When my MG flares, yea, I'll go running to the ER because I could go into respiratory distress. But my lupus? I have no organ involvement (well, discounting the skin stuffs) so what are they supposed to do? Tell me my sed rate is high ? DUH.
I'm taking prednisone 5mgs, Cellcept 3000mgs, Celebrex 400 mgs, and Ultracet. There really isn't anything anyone can do besides those! Yea, they could give me vicodin, but an ER doc isn't going to give someone they're not familiar with a narcotic for a lupus flare!! (and I'm not sure how I feel about that, part of me agree's, I've known a drug seeker, part of me disagrees today cause I'm hurting so badly) My PCP is out of town, so I can't call her to get something.
So, I rest, play on line so that I'm not up and around doing things around the house that need to be done ... and ... wonder how long this flare lasts.
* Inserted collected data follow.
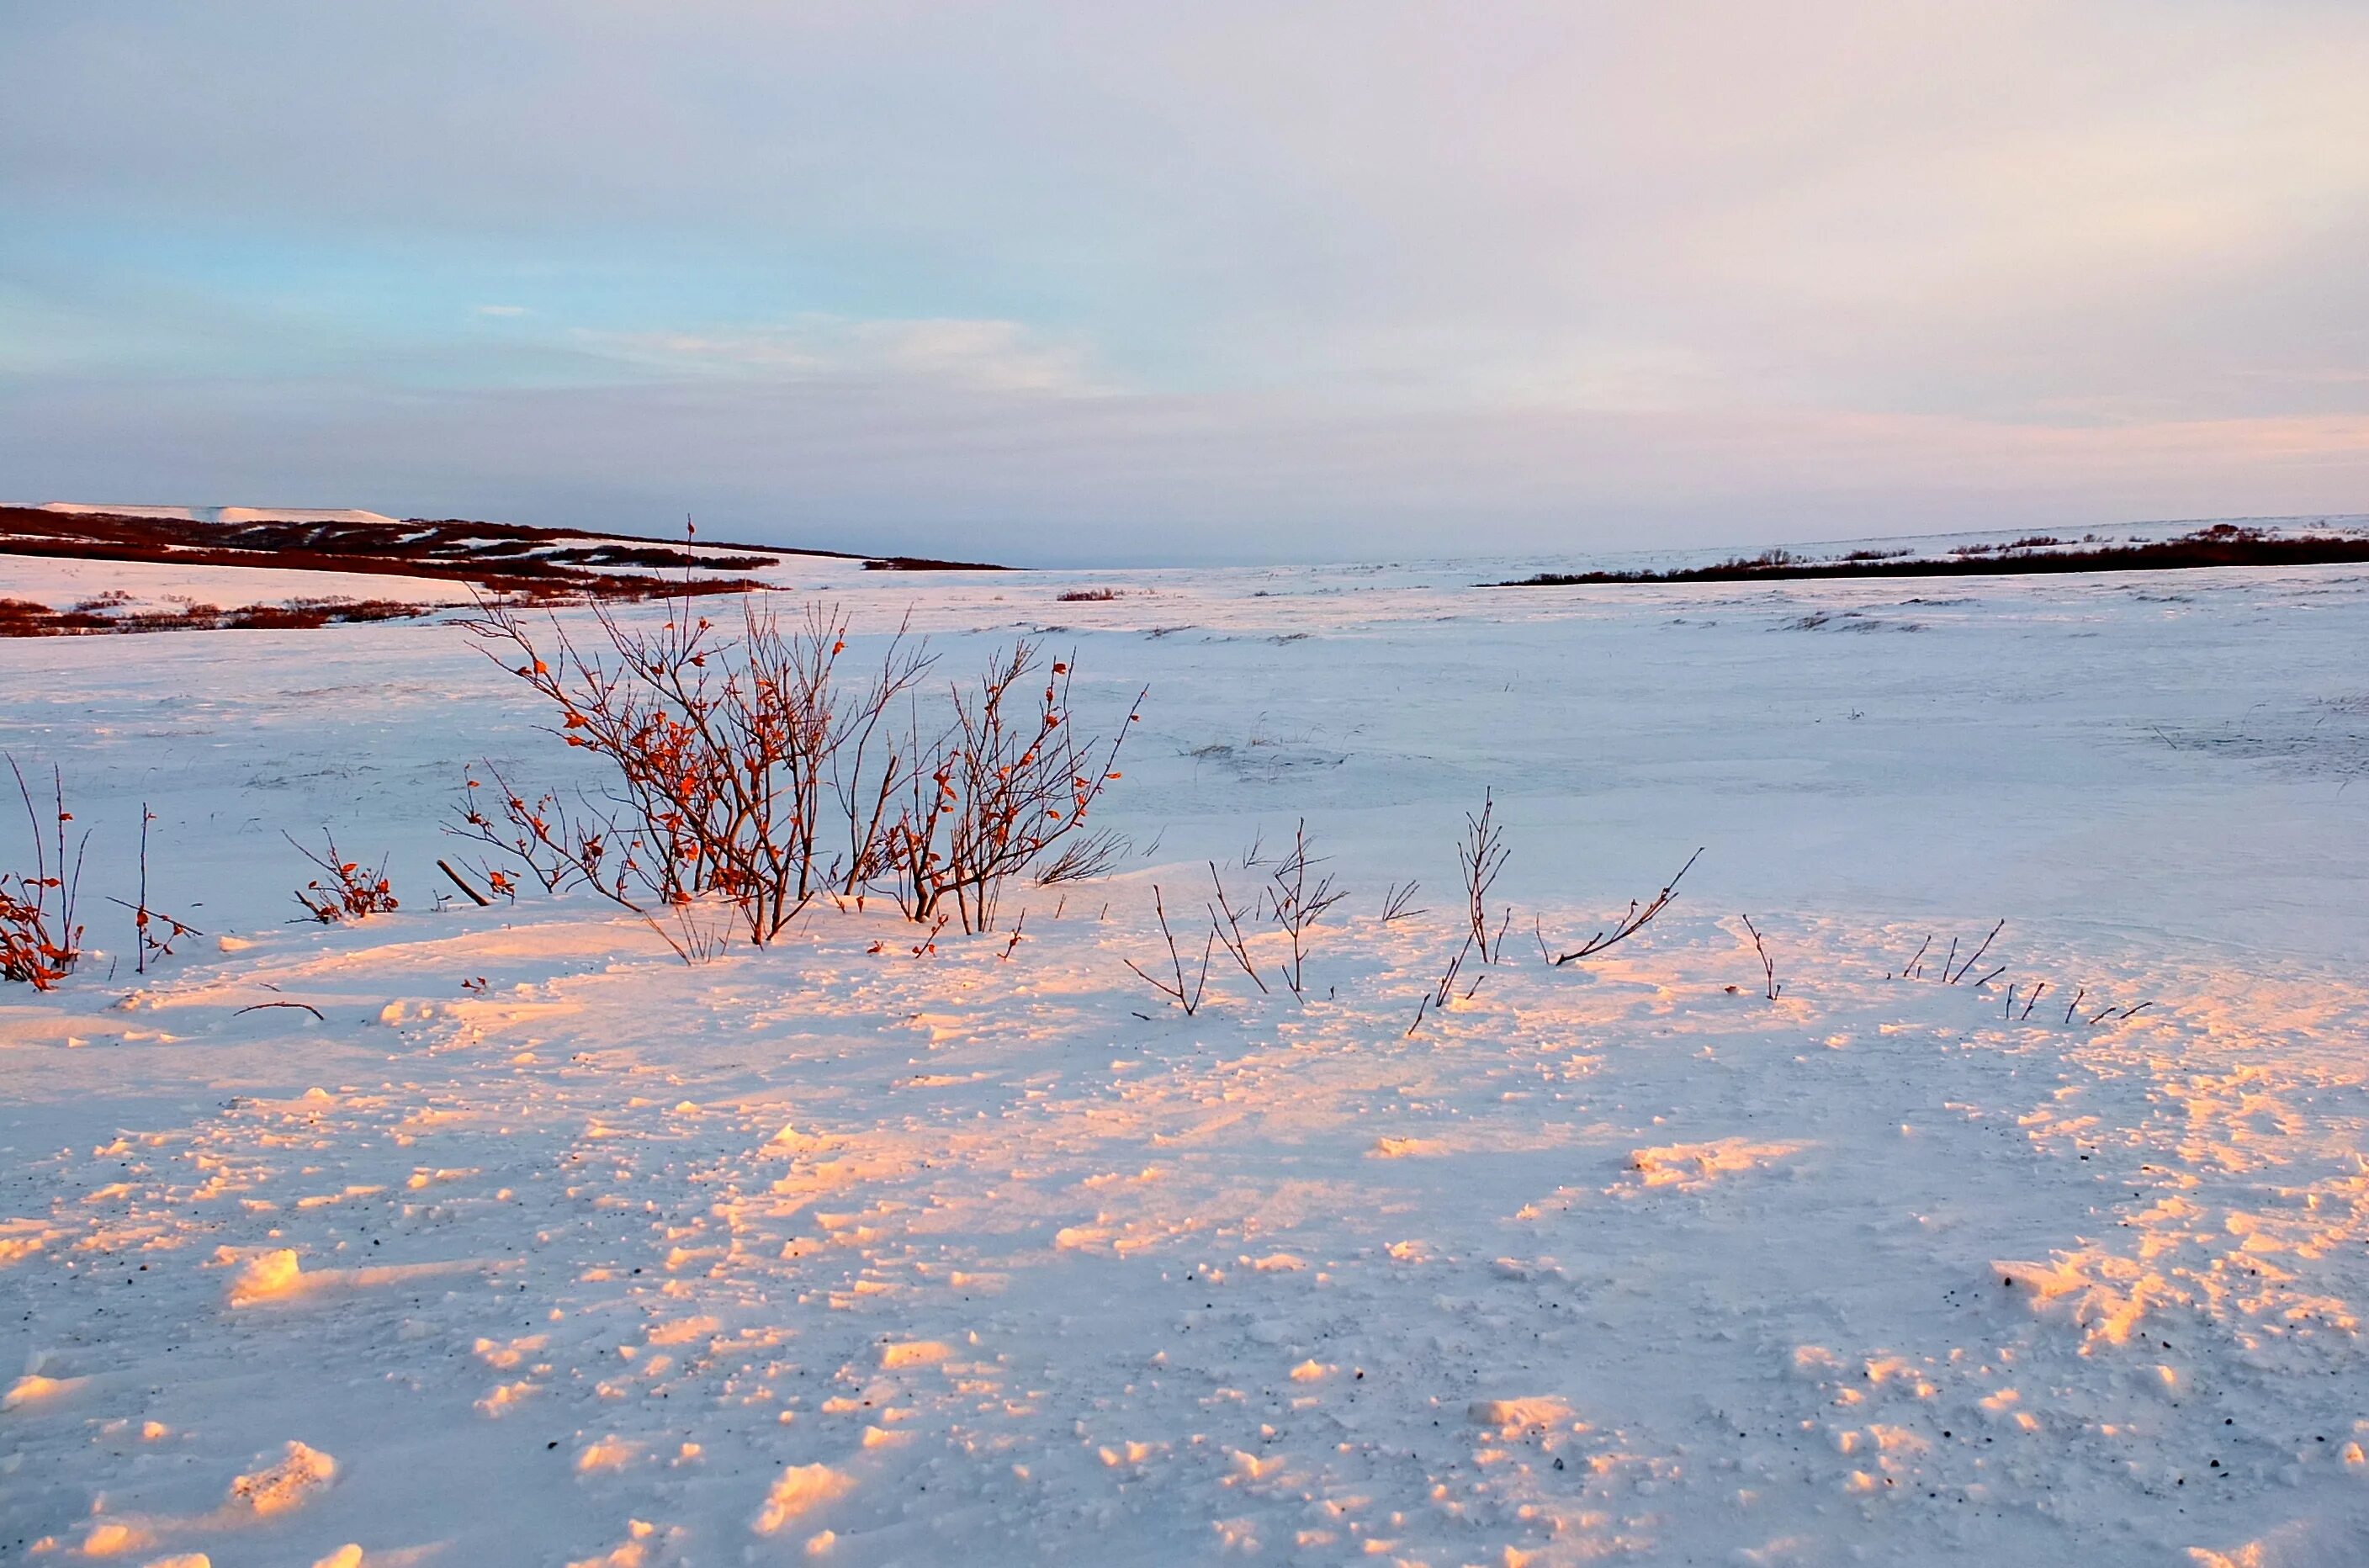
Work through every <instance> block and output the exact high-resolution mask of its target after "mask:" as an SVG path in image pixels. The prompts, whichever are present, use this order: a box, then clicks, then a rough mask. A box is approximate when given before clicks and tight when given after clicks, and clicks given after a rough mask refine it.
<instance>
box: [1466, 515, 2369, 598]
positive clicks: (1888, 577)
mask: <svg viewBox="0 0 2369 1568" xmlns="http://www.w3.org/2000/svg"><path fill="white" fill-rule="evenodd" d="M2056 545H2059V540H2054V538H2047V535H2035V538H2025V540H2016V542H2011V545H1969V547H1964V550H1959V552H1952V554H1947V557H1912V554H1907V552H1879V550H1855V552H1850V554H1845V557H1841V559H1831V561H1817V559H1803V557H1796V554H1791V552H1786V550H1770V552H1765V554H1758V557H1751V559H1744V557H1736V559H1729V561H1720V564H1715V566H1673V568H1668V571H1542V573H1537V576H1535V578H1521V580H1511V583H1483V587H1580V585H1587V583H1758V580H1791V578H1999V576H2028V573H2068V571H2189V568H2198V566H2338V564H2352V561H2369V538H2355V535H2343V533H2312V535H2270V533H2262V531H2258V528H2241V526H2236V523H2215V526H2210V528H2201V531H2196V533H2187V535H2182V538H2177V540H2149V542H2130V545H2099V547H2097V550H2059V547H2056Z"/></svg>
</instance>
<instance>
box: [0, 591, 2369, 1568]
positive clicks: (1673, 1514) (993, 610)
mask: <svg viewBox="0 0 2369 1568" xmlns="http://www.w3.org/2000/svg"><path fill="white" fill-rule="evenodd" d="M1476 576H1483V573H1476V571H1474V568H1471V566H1440V568H1381V571H1362V568H1360V571H1348V568H1336V571H1232V573H1047V576H1028V578H1002V580H986V578H971V580H933V583H919V585H917V583H912V580H879V578H860V576H855V573H824V571H817V573H815V585H827V587H829V590H832V592H834V595H839V597H841V599H843V602H848V604H850V609H853V611H855V613H858V621H860V625H862V628H867V630H869V632H874V635H877V632H881V630H886V628H888V625H893V621H895V618H898V616H900V613H905V611H907V609H912V613H914V621H917V625H922V628H924V630H929V632H931V635H933V640H936V642H938V647H943V649H945V651H948V656H950V661H952V663H955V666H957V668H969V666H971V663H974V661H976V654H978V651H981V649H986V647H988V644H990V642H995V640H1004V637H1009V635H1014V632H1021V630H1042V628H1059V630H1057V637H1059V644H1061V647H1064V649H1066V647H1076V649H1078V663H1080V670H1083V675H1085V680H1087V682H1094V685H1092V689H1087V687H1085V685H1080V692H1083V694H1085V706H1087V708H1090V713H1087V715H1085V720H1083V722H1090V725H1092V722H1111V718H1113V715H1116V713H1123V703H1125V699H1128V696H1130V694H1132V689H1135V687H1137V685H1142V682H1147V680H1149V682H1151V703H1149V708H1147V722H1144V725H1142V730H1144V734H1142V737H1139V739H1137V741H1135V751H1132V756H1128V760H1125V772H1128V779H1125V791H1123V793H1116V796H1113V812H1111V820H1113V824H1118V827H1123V829H1125V831H1130V834H1135V838H1137V846H1139V850H1137V855H1135V857H1132V860H1130V862H1128V867H1125V872H1123V874H1118V876H1116V879H1111V881H1106V883H1097V886H1078V888H1068V891H1066V893H1064V891H1040V893H1031V895H1028V898H1026V905H1028V921H1026V938H1023V940H1021V945H1019V947H1016V950H1014V952H1012V957H1009V962H1007V959H1004V957H1002V952H1004V943H1002V938H988V940H978V943H959V940H945V943H940V952H938V955H933V957H914V955H912V952H910V945H912V938H910V936H907V928H903V926H900V924H898V921H895V919H891V917H884V914H879V912H872V914H839V912H820V914H817V917H815V919H813V921H810V924H808V928H805V931H803V933H801V936H798V938H796V940H791V943H789V945H784V947H777V950H772V952H763V955H746V952H739V955H732V957H727V959H723V962H718V964H711V966H701V969H687V966H682V964H678V962H675V959H673V957H670V955H668V952H666V950H663V947H659V943H656V940H654V938H649V936H647V933H642V931H637V928H633V926H628V924H621V921H616V919H611V917H609V914H606V912H602V910H597V907H588V905H578V902H566V900H561V902H552V900H540V902H521V905H516V907H514V910H512V907H497V910H483V912H481V910H443V912H438V910H434V907H431V902H434V900H431V891H434V886H436V876H434V869H431V862H434V857H436V855H438V853H450V843H448V841H441V838H438V834H436V817H438V810H441V808H443V801H445V798H448V796H450V789H452V784H455V782H457V775H460V767H462V763H467V760H471V758H476V756H495V758H502V760H507V763H514V765H519V767H521V770H526V772H528V775H533V777H561V775H564V767H561V763H559V758H564V756H566V753H561V751H557V744H554V741H550V739H547V737H540V734H538V732H535V725H538V722H543V715H538V713H533V711H531V708H526V706H521V701H519V696H516V694H514V692H509V689H507V677H502V675H500V670H495V668H490V666H488V663H486V661H483V658H479V656H476V654H474V651H471V649H469V647H467V644H464V640H462V635H460V632H457V630H455V628H450V625H381V628H336V630H325V632H287V635H280V632H218V635H178V632H175V635H159V637H147V640H142V642H140V654H142V656H140V658H137V661H126V658H123V656H121V651H116V649H111V647H104V644H99V642H97V640H88V642H71V644H57V642H50V644H33V647H24V644H19V647H0V673H5V680H0V692H5V696H0V734H5V737H7V748H9V751H14V753H17V756H21V758H38V760H57V763H59V765H62V767H64V770H66V775H69V784H73V786H76V791H78V817H81V822H85V824H90V827H92V829H97V834H99V838H97V841H95V848H92V872H90V886H92V888H107V891H116V888H121V886H123V879H126V876H128V872H130V867H128V860H126V853H123V843H126V831H123V829H126V827H135V824H137V808H140V801H149V803H154V805H156V810H159V817H161V820H159V824H156V850H154V862H156V865H154V867H152V874H154V876H156V898H159V902H163V905H166V907H175V900H178V905H180V907H182V912H187V914H190V919H194V921H197V924H199V926H206V931H208V933H211V936H216V938H220V936H232V943H216V940H208V943H201V945H197V947H194V950H185V955H182V957H175V959H173V962H168V964H166V966H163V969H161V971H159V973H156V976H149V978H147V981H137V978H135V976H130V973H128V962H121V964H118V969H116V973H114V978H111V983H109V978H107V959H104V957H102V959H99V962H97V964H95V966H92V969H90V971H85V976H83V978H78V981H76V983H73V985H69V988H66V990H62V992H57V995H54V997H40V1000H36V997H31V995H24V992H17V995H9V997H5V1000H0V1071H5V1082H7V1104H5V1108H0V1307H5V1312H0V1324H7V1334H9V1336H12V1345H7V1348H5V1350H0V1352H5V1355H12V1357H21V1367H24V1376H21V1379H19V1381H17V1383H14V1386H12V1390H9V1393H7V1402H9V1409H7V1412H5V1414H0V1424H7V1445H5V1450H7V1454H9V1459H7V1461H0V1521H5V1525H7V1530H5V1532H0V1535H5V1540H0V1547H7V1549H9V1551H33V1549H36V1547H38V1544H40V1542H47V1551H54V1554H59V1556H64V1554H73V1551H88V1554H95V1556H111V1559H118V1561H128V1563H149V1561H163V1559H171V1556H173V1554H199V1551H201V1554H208V1556H211V1561H216V1563H298V1566H303V1563H315V1561H325V1559H329V1561H336V1559H334V1554H336V1551H339V1549H344V1547H348V1544H351V1547H358V1559H346V1561H362V1563H403V1561H443V1563H452V1561H467V1563H616V1566H621V1568H623V1566H630V1563H651V1566H654V1563H732V1561H808V1559H813V1561H846V1563H933V1561H950V1559H957V1556H962V1559H976V1561H995V1563H1002V1561H1009V1563H1023V1561H1123V1563H1173V1561H1230V1559H1237V1556H1241V1559H1246V1561H1305V1563H1336V1561H1353V1559H1357V1561H1424V1563H1580V1561H1601V1559H1606V1556H1630V1559H1637V1561H1668V1563H1687V1561H1713V1563H1841V1561H1969V1563H1999V1561H2035V1559H2042V1556H2059V1559H2066V1561H2082V1563H2187V1561H2203V1563H2210V1561H2222V1559H2227V1561H2241V1563H2243V1561H2251V1563H2329V1566H2333V1563H2350V1561H2357V1542H2360V1540H2362V1532H2364V1530H2369V1461H2364V1457H2362V1447H2364V1445H2369V1400H2364V1393H2362V1390H2364V1388H2369V1381H2364V1379H2362V1341H2360V1326H2357V1315H2360V1305H2362V1300H2364V1298H2369V1251H2364V1248H2369V1163H2364V1158H2362V1151H2364V1113H2369V1097H2364V1063H2362V1052H2360V1040H2362V1033H2364V1026H2369V988H2364V983H2362V978H2360V966H2357V955H2360V952H2362V950H2364V947H2369V910H2364V905H2362V898H2360V888H2362V876H2364V874H2369V834H2364V827H2369V796H2364V793H2352V791H2350V782H2352V779H2355V777H2360V772H2362V770H2364V765H2369V677H2364V675H2362V670H2364V668H2369V663H2364V658H2362V654H2364V651H2369V649H2364V635H2369V573H2360V571H2343V568H2315V571H2236V573H2163V576H2146V578H2144V580H2139V578H2092V580H2071V578H2052V580H2011V583H2002V580H1985V583H1947V585H1940V587H1935V585H1914V583H1907V585H1905V583H1893V585H1881V583H1860V585H1755V587H1732V585H1729V587H1654V590H1542V592H1526V595H1483V592H1471V590H1466V587H1464V583H1471V580H1474V578H1476ZM1104 585H1109V587H1121V590H1125V592H1123V595H1121V597H1116V599H1109V602H1061V599H1059V597H1057V595H1059V592H1064V590H1078V587H1104ZM1919 587H1928V590H1933V592H1917V590H1919ZM635 613H656V611H654V609H649V611H635ZM1483 786H1492V789H1495V791H1497V801H1500V812H1502V815H1504V817H1507V822H1509V834H1511V843H1514V848H1516V862H1514V867H1511V872H1509V874H1507V879H1504V883H1500V895H1502V900H1504V902H1511V905H1516V907H1519V910H1521V914H1519V917H1516V924H1514V938H1511V940H1509V943H1507V959H1504V962H1502V964H1497V966H1490V969H1488V971H1485V978H1483V983H1481V988H1478V990H1476V992H1474V995H1471V997H1469V1000H1464V997H1459V1000H1457V1002H1455V1004H1452V1007H1450V1009H1447V1011H1445V1014H1443V1016H1426V1021H1424V1023H1421V1028H1419V1030H1414V1033H1412V1035H1410V1033H1407V1028H1410V1021H1412V1018H1414V1011H1417V1000H1419V997H1421V995H1424V992H1429V990H1431V985H1433V981H1436V978H1438V973H1440V966H1443V964H1445V959H1447V957H1450V955H1452V952H1455V921H1452V917H1450V910H1452V907H1455V902H1457V888H1455V860H1452V850H1450V846H1452V838H1455V834H1457V829H1459V827H1462V812H1464V810H1471V808H1478V801H1481V791H1483ZM1303 815H1305V817H1308V822H1310V827H1312V831H1315V834H1317V836H1320V846H1322V848H1324V850H1329V853H1331V855H1334V862H1331V869H1334V872H1336V874H1338V876H1341V879H1343V881H1346V883H1348V886H1350V888H1353V898H1350V900H1348V902H1346V905H1343V907H1341V910H1338V917H1336V919H1334V921H1331V924H1329V926H1327V928H1324V933H1322V938H1320V945H1317V952H1315V959H1312V962H1310V973H1312V976H1315V981H1317V988H1315V990H1312V995H1310V1000H1308V1002H1305V1004H1298V1002H1293V1000H1291V997H1289V995H1263V992H1260V990H1258V988H1253V983H1251V981H1248V978H1244V976H1241V973H1239V971H1222V969H1220V971H1213V976H1211V990H1213V992H1215V1000H1213V1002H1211V1004H1208V1007H1206V1009H1203V1011H1201V1014H1199V1016H1194V1018H1184V1016H1180V1014H1177V1011H1175V1009H1173V1007H1161V997H1156V995H1154V992H1151V990H1149V988H1147V985H1142V983H1139V981H1137V978H1135V976H1132V973H1130V971H1128V969H1125V966H1123V959H1137V962H1144V964H1147V966H1149V964H1151V962H1154V957H1156V955H1161V950H1158V945H1156V943H1158V933H1156V928H1154V926H1151V886H1154V883H1158V886H1161V888H1163V891H1166V893H1168V902H1170V910H1175V907H1177V905H1180V902H1182V905H1187V907H1194V905H1199V900H1201V898H1206V893H1203V888H1206V883H1208V869H1206V867H1203V860H1218V862H1220V874H1222V876H1225V879H1227V886H1230V888H1232V891H1237V893H1241V891H1246V888H1248V886H1251V883H1256V881H1258V879H1260V876H1263V874H1265V869H1267V867H1260V865H1248V867H1246V865H1244V860H1270V857H1272V846H1275V843H1277V841H1279V838H1286V836H1289V831H1291V824H1293V820H1296V817H1303ZM322 822H329V824H334V827H336V831H339V838H341V843H346V846H348V848H353V850H367V853H372V857H374V853H377V850H379V848H391V850H393V876H396V886H398V891H400V893H403V895H405V912H400V914H393V917H384V919H377V921H370V924H365V926H358V928H344V931H320V928H313V926H284V924H282V919H284V917H287V914H291V912H294V910H291V905H287V888H289V886H294V883H296V881H301V865H298V862H296V857H294V850H289V848H287V846H284V843H282V841H280V838H277V831H280V829H282V827H289V829H296V831H308V829H313V827H315V824H322ZM1253 843H1260V846H1263V848H1260V850H1256V853H1253V848H1251V846H1253ZM1696 846H1706V853H1703V860H1701V862H1699V867H1696V869H1694V872H1691V874H1689V879H1687V883H1684V886H1682V891H1680V900H1677V905H1675V907H1673V912H1670V914H1665V917H1663V921H1658V924H1656V926H1651V928H1649V931H1646V933H1644V936H1639V938H1635V940H1632V943H1625V945H1620V947H1616V950H1611V955H1606V957H1601V959H1597V962H1590V964H1585V966H1568V969H1549V966H1547V964H1542V962H1540V955H1537V945H1535V940H1533V936H1530V921H1533V917H1535V919H1537V926H1540V931H1542V933H1545V938H1547V940H1549V943H1552V940H1556V938H1571V940H1575V938H1582V936H1587V931H1594V928H1597V926H1601V924H1604V919H1606V917H1609V914H1616V912H1618V910H1620V907H1625V902H1628V898H1632V895H1642V893H1651V891H1654V888H1656V886H1658V883H1661V881H1663V879H1665V876H1668V874H1670V872H1673V869H1675V867H1677V862H1680V860H1684V855H1687V853H1691V850H1694V848H1696ZM1407 876H1419V879H1421V881H1424V898H1419V900H1417V902H1419V905H1429V910H1431V912H1429V914H1421V917H1414V919H1407V921H1395V924H1388V926H1386V924H1381V921H1379V902H1381V895H1383V888H1386V886H1388V883H1391V881H1393V879H1395V881H1402V879H1407ZM197 905H201V907H197ZM95 907H97V905H95ZM107 910H109V912H102V914H95V917H92V926H95V933H97V936H102V938H107V940H109V943H114V945H121V938H123V931H121V928H118V926H121V919H118V914H114V912H111V907H107ZM1744 914H1751V917H1753V924H1755V926H1758V928H1760V931H1763V933H1765V936H1767V945H1770V952H1772V957H1774V964H1777V978H1779V981H1784V992H1781V997H1779V1000H1777V1002H1770V1000H1765V995H1763V992H1760V983H1763V969H1760V962H1758V957H1755V955H1753V945H1751V940H1748V936H1746V931H1744V926H1741V919H1739V917H1744ZM1999 917H2007V921H2009V924H2007V928H2004V933H2002V936H1999V938H1997V945H1995V950H1992V955H1990V962H1985V964H1983V971H1988V969H1990V966H1992V964H1995V962H1997V964H2007V973H2002V976H1999V978H1997V981H1992V983H1990V985H1976V978H1980V973H1983V971H1978V973H1973V976H1966V978H1964V983H1957V985H1950V983H1943V981H1940V973H1938V969H1940V952H1943V950H1945V947H1947V945H1950V943H1952V938H1957V940H1959V943H1962V947H1959V957H1964V952H1969V950H1971V947H1973V943H1978V940H1980V936H1983V933H1985V931H1988V928H1990V926H1992V921H1995V919H1999ZM1926 936H1935V938H1938V940H1935V945H1933V947H1931V950H1928V955H1926V962H1924V966H1921V973H1917V976H1902V969H1905V964H1909V959H1912V955H1914V952H1917V950H1919V945H1921V943H1924V938H1926ZM1260 940H1263V943H1265V950H1263V957H1265V959H1267V962H1272V959H1275V952H1272V943H1275V938H1260ZM874 945H879V947H884V950H881V952H872V947H874ZM1220 964H1222V959H1220ZM1474 973H1478V971H1474ZM2035 983H2047V985H2049V990H2047V992H2044V995H2042V1000H2040V1002H2037V1007H2035V1009H2033V1011H2030V1016H2023V1011H2021V1009H2023V1004H2025V1000H2028V997H2030V988H2033V985H2035ZM2007 985H2016V988H2018V990H2016V1002H2014V1004H2011V1007H2009V1002H2007ZM1270 992H1282V985H1277V983H1272V973H1270ZM1459 992H1462V988H1459ZM2075 992H2080V995H2082V1007H2080V1009H2075V1011H2073V1016H2071V1018H2068V1016H2066V1011H2063V1004H2066V1002H2071V1000H2073V995H2075ZM2142 1002H2151V1007H2149V1009H2144V1011H2139V1014H2137V1016H2130V1018H2120V1016H2116V1018H2101V1021H2097V1023H2092V1021H2089V1018H2092V1016H2094V1014H2097V1011H2101V1009H2106V1007H2137V1004H2142ZM298 1004H301V1007H298ZM242 1009H244V1011H242ZM313 1009H317V1011H320V1014H322V1016H320V1018H317V1021H315V1018H313ZM12 1364H14V1362H12ZM291 1442H296V1445H303V1447H298V1450H291V1447H289V1445H291ZM239 1478H249V1483H246V1485H244V1487H242V1485H239ZM19 1537H21V1540H24V1542H26V1544H24V1547H17V1540H19Z"/></svg>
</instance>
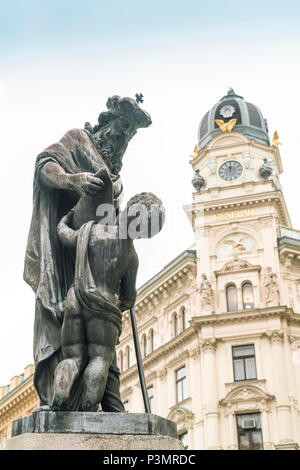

Wonder what caused it ... was it the drastic weather changes? 14º less than 48 hours ago, with freezing rain, and today's high is supposed to be 55. The last 3 Thursday's have been DRAMATICALLY different 3º two weeks ago, 73º last a week ago, and 17º two days ago. Ever since getting sick, my body has not done well with drastic weather changes (so Why am I living in Oklahoma????) Is this flare because I'm fighting pneumonia and it's not getting better? Is this flare because I'm fighting pneumonia and I've tried to go on with life as normal this week? Or is it because the medications they've given me FOR the pneumonia aren't too good for lupus? Why is the lupus flaring SO badly and the MG is at a pretty typical icky ucky not breathing too great but other than that, I just feel my normal weak muscle's?
Most of all
I'm mad because I am missing out on living a life that most people don't even think twice about. I wanted to have that party today.